We use the GeoMesa Spark SQL functions (available in Scala) to convert the WKT shapes into GeoTools Geometry objects. To explore some additional operations, we will also compute the country area. Note that the `st_area` operation computes the area in *squared degrees* directly from geographical coordinates. As the Earth is not a perfect sphere, this makes comparisons between countries slightly imprecise.

In [27]:
%scala
import org.apache.spark.sql.SQLTypes
import org.apache.spark.sql.functions._
import org.locationtech.geomesa.spark.jts._

// Register custom Geometry types
SQLTypes.init(sqlContext)

val countries =
table("countries")
  .withColumn("geometry", st_geomFromWKT($"geometry"))
  .select(
    $"ADM0_A3_IS".as("country_code"),
    $"Name".as("country"),
    $"geometry",
    st_area($"geometry").as("area")
  )
  .cache
display(countries.limit(1))

country_code,country,geometry,area
FJI,Fiji,"MULTIPOLYGON (((180 -16.06713266364245, 180 -16.5552165666392, 179.3641426619641 -16.80135407694688, 178.7250593629971 -17.01204167436804, 178.5968385951171 -16.63915, 179.0966093629971 -16.4339842775474, 179.4135093629971 -16.3790542775474, 180 -16.06713266364245)), ((178.12557 -17.50481, 178.3736 -17.33992, 178.71806 -17.62846, 178.55271 -18.15059, 177.93266 -18.28799, 177.38146 -18.16432, 177.28504 -17.72465, 177.67087 -17.38114, 178.12557 -17.50481)), ((-179.7933201090486 -16.02088225674122, -179.9173693847653 -16.5017831356494, -180 -16.5552165666392, -180 -16.06713266364245, -179.7933201090486 -16.02088225674122)))",1.6395109959007912


We use GeoMesa Spark SQL [Spatial joins](https://www.geomesa.org/documentation/tutorials/dwithin-join.html) in order to map airports to countries.
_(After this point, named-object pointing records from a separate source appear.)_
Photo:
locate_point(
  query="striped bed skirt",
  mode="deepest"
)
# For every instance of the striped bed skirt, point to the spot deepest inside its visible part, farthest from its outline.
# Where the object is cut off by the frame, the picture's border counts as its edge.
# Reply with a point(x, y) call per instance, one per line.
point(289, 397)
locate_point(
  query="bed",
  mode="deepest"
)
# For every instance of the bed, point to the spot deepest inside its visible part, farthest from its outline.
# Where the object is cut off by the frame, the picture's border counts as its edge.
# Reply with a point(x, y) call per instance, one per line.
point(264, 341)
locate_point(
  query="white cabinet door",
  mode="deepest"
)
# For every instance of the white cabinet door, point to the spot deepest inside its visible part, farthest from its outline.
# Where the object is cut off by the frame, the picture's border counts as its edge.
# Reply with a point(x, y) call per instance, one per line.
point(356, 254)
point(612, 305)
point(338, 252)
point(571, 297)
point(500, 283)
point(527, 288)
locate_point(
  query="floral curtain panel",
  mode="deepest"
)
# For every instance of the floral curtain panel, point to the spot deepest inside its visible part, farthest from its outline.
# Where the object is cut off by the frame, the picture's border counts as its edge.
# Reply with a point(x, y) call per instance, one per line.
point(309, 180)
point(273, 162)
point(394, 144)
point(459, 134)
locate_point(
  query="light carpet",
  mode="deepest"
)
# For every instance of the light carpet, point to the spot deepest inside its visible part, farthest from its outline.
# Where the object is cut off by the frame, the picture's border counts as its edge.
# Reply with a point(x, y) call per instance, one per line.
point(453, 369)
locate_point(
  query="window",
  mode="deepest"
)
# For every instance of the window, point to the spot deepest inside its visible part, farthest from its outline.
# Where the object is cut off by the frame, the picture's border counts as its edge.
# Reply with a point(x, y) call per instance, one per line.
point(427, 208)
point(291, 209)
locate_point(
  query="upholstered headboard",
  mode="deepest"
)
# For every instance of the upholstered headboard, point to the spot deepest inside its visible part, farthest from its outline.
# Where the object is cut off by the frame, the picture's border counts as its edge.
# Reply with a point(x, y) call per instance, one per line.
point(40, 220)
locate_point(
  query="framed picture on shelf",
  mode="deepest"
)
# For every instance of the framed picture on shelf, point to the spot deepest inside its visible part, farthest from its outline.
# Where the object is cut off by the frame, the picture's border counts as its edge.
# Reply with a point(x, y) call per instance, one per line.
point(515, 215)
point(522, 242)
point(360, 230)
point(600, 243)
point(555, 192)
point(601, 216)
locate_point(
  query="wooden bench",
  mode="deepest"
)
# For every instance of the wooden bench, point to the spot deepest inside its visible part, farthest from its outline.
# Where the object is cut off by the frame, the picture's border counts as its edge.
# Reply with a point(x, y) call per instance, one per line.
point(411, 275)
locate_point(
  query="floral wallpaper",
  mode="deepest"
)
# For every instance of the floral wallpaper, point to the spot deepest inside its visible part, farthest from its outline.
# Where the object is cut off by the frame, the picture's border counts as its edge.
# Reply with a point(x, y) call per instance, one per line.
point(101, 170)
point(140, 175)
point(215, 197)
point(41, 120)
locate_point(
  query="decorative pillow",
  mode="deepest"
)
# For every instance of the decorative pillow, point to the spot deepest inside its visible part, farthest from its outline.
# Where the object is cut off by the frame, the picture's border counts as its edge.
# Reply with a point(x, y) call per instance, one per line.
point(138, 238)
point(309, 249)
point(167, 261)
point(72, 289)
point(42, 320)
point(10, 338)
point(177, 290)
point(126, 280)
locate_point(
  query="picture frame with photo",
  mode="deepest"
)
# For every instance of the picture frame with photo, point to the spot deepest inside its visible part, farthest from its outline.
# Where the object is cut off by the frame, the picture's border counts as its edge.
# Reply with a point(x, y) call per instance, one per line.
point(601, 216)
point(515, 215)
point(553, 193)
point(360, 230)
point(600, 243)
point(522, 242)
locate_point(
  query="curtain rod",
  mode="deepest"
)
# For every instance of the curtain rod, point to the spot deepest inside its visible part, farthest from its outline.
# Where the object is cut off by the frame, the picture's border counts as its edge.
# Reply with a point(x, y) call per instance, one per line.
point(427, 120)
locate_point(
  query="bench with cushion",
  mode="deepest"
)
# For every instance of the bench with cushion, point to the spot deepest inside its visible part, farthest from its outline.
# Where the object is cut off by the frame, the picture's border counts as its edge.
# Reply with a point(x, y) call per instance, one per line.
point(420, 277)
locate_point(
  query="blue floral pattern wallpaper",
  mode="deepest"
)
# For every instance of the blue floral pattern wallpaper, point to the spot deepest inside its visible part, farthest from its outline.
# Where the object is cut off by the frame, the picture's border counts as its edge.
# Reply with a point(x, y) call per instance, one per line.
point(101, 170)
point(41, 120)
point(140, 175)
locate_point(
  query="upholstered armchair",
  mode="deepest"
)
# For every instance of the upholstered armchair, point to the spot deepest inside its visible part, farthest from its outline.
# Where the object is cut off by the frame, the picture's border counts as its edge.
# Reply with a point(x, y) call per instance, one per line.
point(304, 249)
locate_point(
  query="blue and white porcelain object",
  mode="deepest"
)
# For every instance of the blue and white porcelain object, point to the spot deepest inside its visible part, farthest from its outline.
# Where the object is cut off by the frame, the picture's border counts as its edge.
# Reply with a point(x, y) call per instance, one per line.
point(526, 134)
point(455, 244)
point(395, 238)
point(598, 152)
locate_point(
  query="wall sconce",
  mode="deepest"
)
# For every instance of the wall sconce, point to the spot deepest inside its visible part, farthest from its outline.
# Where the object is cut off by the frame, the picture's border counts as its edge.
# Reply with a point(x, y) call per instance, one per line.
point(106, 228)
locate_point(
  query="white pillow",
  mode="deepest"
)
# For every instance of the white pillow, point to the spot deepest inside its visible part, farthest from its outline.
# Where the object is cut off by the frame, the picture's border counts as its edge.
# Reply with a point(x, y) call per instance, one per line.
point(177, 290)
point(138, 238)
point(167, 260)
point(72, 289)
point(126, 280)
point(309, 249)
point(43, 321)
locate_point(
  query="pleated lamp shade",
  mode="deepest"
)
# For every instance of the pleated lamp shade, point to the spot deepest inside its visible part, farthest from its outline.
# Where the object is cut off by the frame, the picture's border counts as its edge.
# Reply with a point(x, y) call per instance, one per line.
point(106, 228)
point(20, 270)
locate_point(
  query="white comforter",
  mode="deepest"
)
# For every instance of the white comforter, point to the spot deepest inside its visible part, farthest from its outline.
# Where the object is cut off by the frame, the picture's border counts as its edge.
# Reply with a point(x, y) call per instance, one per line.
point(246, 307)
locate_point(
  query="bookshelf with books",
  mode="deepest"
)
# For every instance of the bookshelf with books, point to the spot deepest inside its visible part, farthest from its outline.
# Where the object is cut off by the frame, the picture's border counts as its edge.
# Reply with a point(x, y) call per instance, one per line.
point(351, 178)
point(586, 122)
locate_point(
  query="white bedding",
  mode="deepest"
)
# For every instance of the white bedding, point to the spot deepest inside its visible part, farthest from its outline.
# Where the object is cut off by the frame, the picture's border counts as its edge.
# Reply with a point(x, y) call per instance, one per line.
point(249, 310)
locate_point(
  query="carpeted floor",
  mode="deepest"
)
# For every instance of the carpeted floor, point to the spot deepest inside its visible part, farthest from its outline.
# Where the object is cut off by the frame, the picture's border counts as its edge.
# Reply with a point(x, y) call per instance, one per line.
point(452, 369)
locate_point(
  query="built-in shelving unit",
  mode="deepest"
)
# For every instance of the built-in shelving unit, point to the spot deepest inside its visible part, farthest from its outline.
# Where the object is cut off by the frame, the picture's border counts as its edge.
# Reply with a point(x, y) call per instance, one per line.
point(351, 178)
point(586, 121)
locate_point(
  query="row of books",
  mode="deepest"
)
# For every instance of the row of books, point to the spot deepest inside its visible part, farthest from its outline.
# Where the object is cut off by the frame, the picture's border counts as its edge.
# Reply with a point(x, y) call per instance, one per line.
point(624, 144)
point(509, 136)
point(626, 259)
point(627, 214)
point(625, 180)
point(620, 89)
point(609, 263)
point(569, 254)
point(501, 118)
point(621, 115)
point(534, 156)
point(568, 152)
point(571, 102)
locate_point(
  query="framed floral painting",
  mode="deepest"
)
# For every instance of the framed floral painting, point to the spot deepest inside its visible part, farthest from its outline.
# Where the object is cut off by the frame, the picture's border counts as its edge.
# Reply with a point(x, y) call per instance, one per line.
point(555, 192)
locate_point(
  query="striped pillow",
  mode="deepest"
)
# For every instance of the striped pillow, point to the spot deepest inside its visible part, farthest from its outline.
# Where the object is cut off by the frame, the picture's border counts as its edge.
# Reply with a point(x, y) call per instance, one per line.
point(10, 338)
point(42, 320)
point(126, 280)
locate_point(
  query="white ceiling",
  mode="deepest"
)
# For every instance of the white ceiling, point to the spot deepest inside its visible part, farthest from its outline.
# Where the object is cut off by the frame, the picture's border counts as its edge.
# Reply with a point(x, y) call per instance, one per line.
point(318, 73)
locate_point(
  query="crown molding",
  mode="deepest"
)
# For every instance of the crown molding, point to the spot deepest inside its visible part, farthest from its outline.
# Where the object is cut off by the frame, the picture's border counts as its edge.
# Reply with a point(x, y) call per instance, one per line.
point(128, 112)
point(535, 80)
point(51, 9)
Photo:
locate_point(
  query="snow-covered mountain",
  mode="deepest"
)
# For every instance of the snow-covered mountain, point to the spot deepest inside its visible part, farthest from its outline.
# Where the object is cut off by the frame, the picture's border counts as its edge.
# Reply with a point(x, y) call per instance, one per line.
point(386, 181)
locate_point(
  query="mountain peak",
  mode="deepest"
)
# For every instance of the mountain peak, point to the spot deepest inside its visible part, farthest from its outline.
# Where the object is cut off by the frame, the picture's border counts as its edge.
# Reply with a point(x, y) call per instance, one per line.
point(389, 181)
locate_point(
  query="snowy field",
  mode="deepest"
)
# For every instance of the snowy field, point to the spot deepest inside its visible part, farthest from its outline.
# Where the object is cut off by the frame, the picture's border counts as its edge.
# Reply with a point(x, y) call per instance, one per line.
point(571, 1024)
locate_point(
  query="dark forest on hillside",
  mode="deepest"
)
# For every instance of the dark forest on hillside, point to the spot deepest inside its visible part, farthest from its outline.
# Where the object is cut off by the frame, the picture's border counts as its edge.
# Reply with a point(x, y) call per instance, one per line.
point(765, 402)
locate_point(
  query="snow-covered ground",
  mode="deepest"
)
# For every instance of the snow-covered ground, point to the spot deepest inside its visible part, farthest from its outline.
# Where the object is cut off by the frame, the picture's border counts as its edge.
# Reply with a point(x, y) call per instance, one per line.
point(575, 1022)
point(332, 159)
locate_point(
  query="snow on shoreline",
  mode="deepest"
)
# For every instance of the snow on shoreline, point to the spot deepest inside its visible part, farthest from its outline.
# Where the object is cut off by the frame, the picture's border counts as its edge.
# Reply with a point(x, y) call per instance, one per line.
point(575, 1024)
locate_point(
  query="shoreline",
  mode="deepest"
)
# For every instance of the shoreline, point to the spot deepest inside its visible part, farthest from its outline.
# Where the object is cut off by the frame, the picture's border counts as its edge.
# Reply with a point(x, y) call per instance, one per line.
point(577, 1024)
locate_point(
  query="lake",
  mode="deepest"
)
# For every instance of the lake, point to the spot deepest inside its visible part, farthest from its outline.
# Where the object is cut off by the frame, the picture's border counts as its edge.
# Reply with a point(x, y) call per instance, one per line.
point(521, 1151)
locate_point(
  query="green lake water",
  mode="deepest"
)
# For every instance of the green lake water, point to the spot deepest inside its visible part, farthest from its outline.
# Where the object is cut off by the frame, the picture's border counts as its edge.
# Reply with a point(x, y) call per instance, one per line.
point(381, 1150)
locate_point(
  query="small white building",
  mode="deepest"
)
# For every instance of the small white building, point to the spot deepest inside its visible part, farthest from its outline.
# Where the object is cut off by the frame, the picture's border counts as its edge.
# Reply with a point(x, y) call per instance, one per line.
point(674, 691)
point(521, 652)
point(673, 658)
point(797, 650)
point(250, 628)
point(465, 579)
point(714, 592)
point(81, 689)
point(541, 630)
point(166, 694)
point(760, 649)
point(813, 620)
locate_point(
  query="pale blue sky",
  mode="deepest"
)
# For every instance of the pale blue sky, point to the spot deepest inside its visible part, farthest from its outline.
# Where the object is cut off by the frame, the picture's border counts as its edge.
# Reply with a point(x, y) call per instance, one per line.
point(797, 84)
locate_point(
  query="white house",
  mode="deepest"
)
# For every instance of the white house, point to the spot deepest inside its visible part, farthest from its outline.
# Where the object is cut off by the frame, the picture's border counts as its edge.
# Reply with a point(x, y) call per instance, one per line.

In our particular case, the code runs in around 10 seconds on a single worker node, given the overhead of distribution, but is highly scalable.

In [29]:
%scala

val airportCountries = countries.as("countries")
  .join(table("airports"), st_contains($"countries.geometry", st_point($"airports.Longitude", $"airports.Latitude")))
  .cache

 val airportsSummary = airportCountries.groupBy($"countries.country_code")
  .agg(
    first($"countries.country").as("country"),
    first($"countries.area").as("area"),
    count($"airports.Name").as("airports")
  )
  .orderBy(desc("airports"))
  .cache

display(airportsSummary)

country_code,country,area,airports
USA,United States of America,1122.28192077808,1451
CAN,Canada,1712.9952276493768,391
AUS,Australia,695.5455009461047,287
RUS,Russia,2935.205205440517,261
BRA,Brazil,710.1852431533746,260
CHN,China,954.6353412364668,240
DEU,Germany,45.92359430736883,232
FRA,France,72.61566570396077,212
IND,India,277.9247129920647,140
GBR,United Kingdom,34.20295398919943,131


The United States appear to be the country with the most airports.  In Databricks, switch to a World Map visualization to view the data graphically.

Let's normalize the data by country area (and take the square root of that value to generate a more interesting color scale when plotting the data as a world map).

In [31]:
%scala
display(airportsSummary
        .select($"country_code", sqrt($"airports"/$"area").as("airports_per_deg_sq_sqrt_scale"))
        .orderBy(desc("airports_per_deg_sq_sqrt_scale"))
)

country_code,airports_per_deg_sq_sqrt_scale
CYP,2.855161221472392
CHE,2.843929870455225
PRI,2.759370339976614
ISR,2.619056743190121
BEL,2.60547812306752
CRI,2.599750008360929
VUT,2.517114964720261
DEU,2.247636399010544
BHS,2.2362623706993867
NLD,2.179237860356214


Cyprus and Switzerland (CHE) are the countries with the highest airport density.